Hick....That's the broblem bro....There are no authorized med dispensaries in my state?????

Thai


----------



## WBTA

I have no disorders. Any suggestions on the easiest way to get a perscription?


----------



## Ogof

WBTA said:
			
		

> I have no disorders. Any suggestions on the easiest way to get a perscription?



This is a MEDICAL Marijuana thread. Not a scam the doctor and make it bad for all the really sick people thread.

Medical marijuana is a needed substance for many people and scamming will only be more ammunition for the "anti" people.  Let alone that a doctor can loose his/her license to practice if a false claim is made.


----------



## Stoney Bud

WBTA said:
			
		

> I have no disorders. Any suggestions on the easiest way to get a perscription?


With all the hassles that are involved with prescription MJ, why would you want to?

Just build yourself a growroom and make all you want!


----------



## DoctorFeelGood

Thai Stick said:
			
		

> I just got my license to smoke grow and posses.....I need some help. I am on morphine and sleep...actually nod all day. It sucks! I'm hoping to find a few Pure to mostly sats to trade some of these indies for......Can anyone help?????/
> 
> Thai.


 
Where do you live???
DFG


----------



## ms_1

Multiple Sclerosis, Degenerative Disc Disease, Meniere's Disease, Chronic Pain, Chronic Wasting (Weight Loss), Headaches, Brian and spine surgeries.  Lots of Spasms, tremors, and insomnia/Apnea.  Legal in my state to possess and grow limited amounts.

Medical MJ has allowed me to cut some of my other prescriptions down.


----------



## smokinsiggy

Been using pot for a long , long time for chronic pain , degenerative discs , severe arthiritis , and musle spasms. Was on many meds to cope with all this baggage and one day quit it all . This was not a good choice , kinda fell off kilter and needed a rest for a few days in the Zone . In one of my lifes cocaine addiction was a problem in that life . Started smoking more pot and decided to quit that life . Been away from the crap for over 10 yrs I think . Never looked back again .


----------



## Mr.Wakenbake

I used to be a recreational smoker, now I consider myself a medical smoker. Due to a almost life ending accident ...but i am here and not on the nasty nasty narcotics anymore  thank the good bud for that !
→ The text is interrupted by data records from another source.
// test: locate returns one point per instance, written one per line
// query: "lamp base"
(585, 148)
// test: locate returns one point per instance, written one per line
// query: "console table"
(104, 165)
For the chronic pain i have in my joints and just to be able to function really. Without pot i woulnd't have a life  at all.. i would be hopped up on narcotics lookin for my next pill.


----------



## Dizoelio

A broken heart and some insomnia... but I started off as a pothead... just noticed it chilled me out and relaxed me.  

It also gets rid of nightmares.  For some reason they are a nuisance I only have them when I don't/didn't smoke.  It's weird being able to decide when I can have  a nightmare.


----------



## Grownothing

When I was in High School, I didnt do one drug, didnt drink...alot lol, and life in high school wasnt bad...gf, no stress, job was easy, car was running.
Then I graduated....broke up with the gf, parents are getting divorced right now, its been a year since they filed...still nothing, car completely died, and I have wicked bad insomnia. I started out with Tylenol Simply Sleep...they didnt work. Then Tylenol PM...thinking...well, there stronger lol, those didnt work. My work was complaining that I was dragging, so I knew there was something I had to do. I went to the doctors, and he gave me pills for my insomnia, and they worked for a week, then that was it...I got 4-5 hours of sleep off a pill a night, then I started getting about 1-2-3 hours of sleep a night...on a PILL!!...when you should be getting like 8-9 hours of sleep off pills.
My brother (who is younger then me lol) had been smoking pot for awhile...he was smoking one night, and I asked if I could try it. Took a few hits, was out like a light. Wasnt even good lol.
So ever since I have been smoking for my insomnia. Depression was a side effect that I had due to all the bullshit in my life, so its kinda helped me. I have been smoking for a year, and it hasnt been that bad for me...I actually sleep, I am not depressed as much anymore.
Only side effect right now...is if I dont smoke, I grow a temper pretty quick....and its not just me...its other people that have the same side effect. 
I am pretty much growing for medicinal uses...so I can SLEEP lol.


----------



## Mr.Wakenbake

just a thought , but I also have insomnia and trazadone is a kicking med to take for sleep.. and i have a HIGH tolerance to most anything..... they give you the choice of taking 1,2,3 pills before bed, depending on how much your mind is racing before bed, if you know what i mean...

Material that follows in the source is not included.